News Insights from the CJEU regarding cooperation agreements between contracting authorities
On May 28 2020, the European Court of Justice (CJEU) provided preliminary rulings in Case C-796/18 Informatikgesellschaft für Software-Entwicklung (ISE) mbH ./. Stadt Köln, and on June 4, in Case C-429/19 Remondis GmbH ./. Abfallzweckverband Rhein-Mosel-Eifel.
Both cases concerned the frequently debated issue of public contracts between contracting authorities; and in particular, the interpretation of the exemption in Article 12(4) in Directive 2014/24/EU on public procurement (the “Directive”), referred to as the “Hamburg exemption.” The exemption means that contracting authorities can enter into cooperation agreements with each other without carrying out a public procurement procedure.
Thus, under certain conditions, the Directive allows contracting authorities to cooperate with each other, using each other’s capacity to perform public service tasks they are required to perform, instead of procuring a contract with a supplier.
The main question in the preliminary rulings was to determine when a co-operation agreement falls outside the scope of the Directive.
The cases are thus of particular importance as guidance for contracting authorities that wish to enter into cooperation agreements without having to apply the procedures in accordance with the Directive.
The main proceedings in the national court
Case C-796/18 concerned a cooperation between the federal state of Berlin and the city of Cologne. The state had purchased software used for managing operations within the fire brigade which it, through an agreement, allowed the city to use free of charge. The contracting authorities also entered into a cooperation agreement which allowed the other party to take part in any future development of the software.
Case C-429/19 concerned the management of residual waste in a waste facility. Two German districts and one city jointly controlled a union, which was tasked with carrying out the duties of the districts and the city to recycle and dispose of waste. The union itself did not have the capacity to handle the waste and therefore subcontracted 80 percent of the waste to private companies and the remaining 20 percent to a third district with its own responsibility for waste management within its territory.
The preliminary rulings of the CJEU
In Case C-796/18, the CJEU began by clarifying that the contract in question needs to be a public one in order for the exemption from the rules on public procurement to be applicable. The CJEU found that a public contract exists when an agreement is mutually binding, which was considered to be the case in the main proceedings because the parties had undertaken to share software development with each other. The Directive furthermore requires that the cooperation concerns public services. The CJEU found that cooperation regarding activities that are subordinate to public services can also be covered if the activities contribute to the performance of the public services. Lastly, the CJEU clarified that, to benefit from the exemption, the cooperation between contracting authorities may not lead to a private company making a profit.

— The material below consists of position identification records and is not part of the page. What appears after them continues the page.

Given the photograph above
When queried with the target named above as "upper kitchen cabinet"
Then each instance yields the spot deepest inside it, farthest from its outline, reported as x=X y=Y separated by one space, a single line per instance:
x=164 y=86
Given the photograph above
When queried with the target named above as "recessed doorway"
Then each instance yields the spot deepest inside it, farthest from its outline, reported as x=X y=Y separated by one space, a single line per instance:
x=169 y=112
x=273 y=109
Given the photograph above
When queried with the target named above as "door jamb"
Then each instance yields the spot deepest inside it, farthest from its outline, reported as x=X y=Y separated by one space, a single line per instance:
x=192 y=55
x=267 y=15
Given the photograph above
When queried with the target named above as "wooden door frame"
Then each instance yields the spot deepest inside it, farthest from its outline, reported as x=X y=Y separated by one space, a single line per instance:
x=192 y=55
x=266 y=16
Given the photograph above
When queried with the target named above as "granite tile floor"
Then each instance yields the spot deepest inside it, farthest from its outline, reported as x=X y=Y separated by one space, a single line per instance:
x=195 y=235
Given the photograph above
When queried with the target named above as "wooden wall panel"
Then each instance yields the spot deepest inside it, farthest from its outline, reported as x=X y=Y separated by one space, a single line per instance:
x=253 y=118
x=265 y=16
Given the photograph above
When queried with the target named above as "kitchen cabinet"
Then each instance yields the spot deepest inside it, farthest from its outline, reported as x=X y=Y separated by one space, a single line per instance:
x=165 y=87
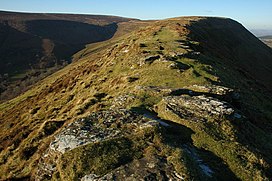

In Case C-429/19, the CJEU found that the contract in question was intended solely for one authority to provide the other with a paid service. In order for it to be a cooperation within the meaning of the Directive, it is necessary for all parties to participate in the provision of the public services that are the subject of the cooperation.
It can therefore not be considered a cooperation when one of the contracting parties’ only contribution is to reimburse costs. In such cases, the public contract is not exempt from the procurement rules.
As elaborated by the CJEU and the Directive, the exemption is available solely to organizations that fall within the definition of “contracting authority” in the Directive. Suppliers may thus not be parties to such agreements. The agreement must relate to a cooperation designed to achieve the contracting authorities’ common goals, and must also relate to public services. Further, the cooperation must only be governed by considerations related to the public interest. The cooperation can hence not relate to commercial activities. The participating authorities’ cooperation activity may not exceed 20 percent of the activity in the relevant market
In the current rulings, the CJEU clarifies that both of the contracting authorities need to contribute, not just by paying costs, in order for the contract to come under the exemption in the Directive. Of particular interest is that the CJEU highlights that activities that are support services to public services also can be the subject of a cooperation as long as they contribute to the actual performance of the public services.
These two cases serve to further clarify and define what a public contract is. The CJEU emphasizes that a public contract can exist even in cases where there are no obligations to pay for the service or product, as long as the contract is mutually binding for both parties. The CJEU also points out that cooperation between contracting authorities must not lead to a private company making a profit. This highlights that contracting authorities not only have to comply with the rules of the Directive, but also must take into consideration the rules of competition law. Before entering into a cooperation, the authorities should therefore consider the effects that their proposed cooperation may have on competition.
Thus, the preliminary rulings bring important insights to what is required for a cooperation agreement to fall within the scope of Article 12(4) in the Directive; and brings more clarity regarding the scope and conditions for the application of the Hamburg exemption.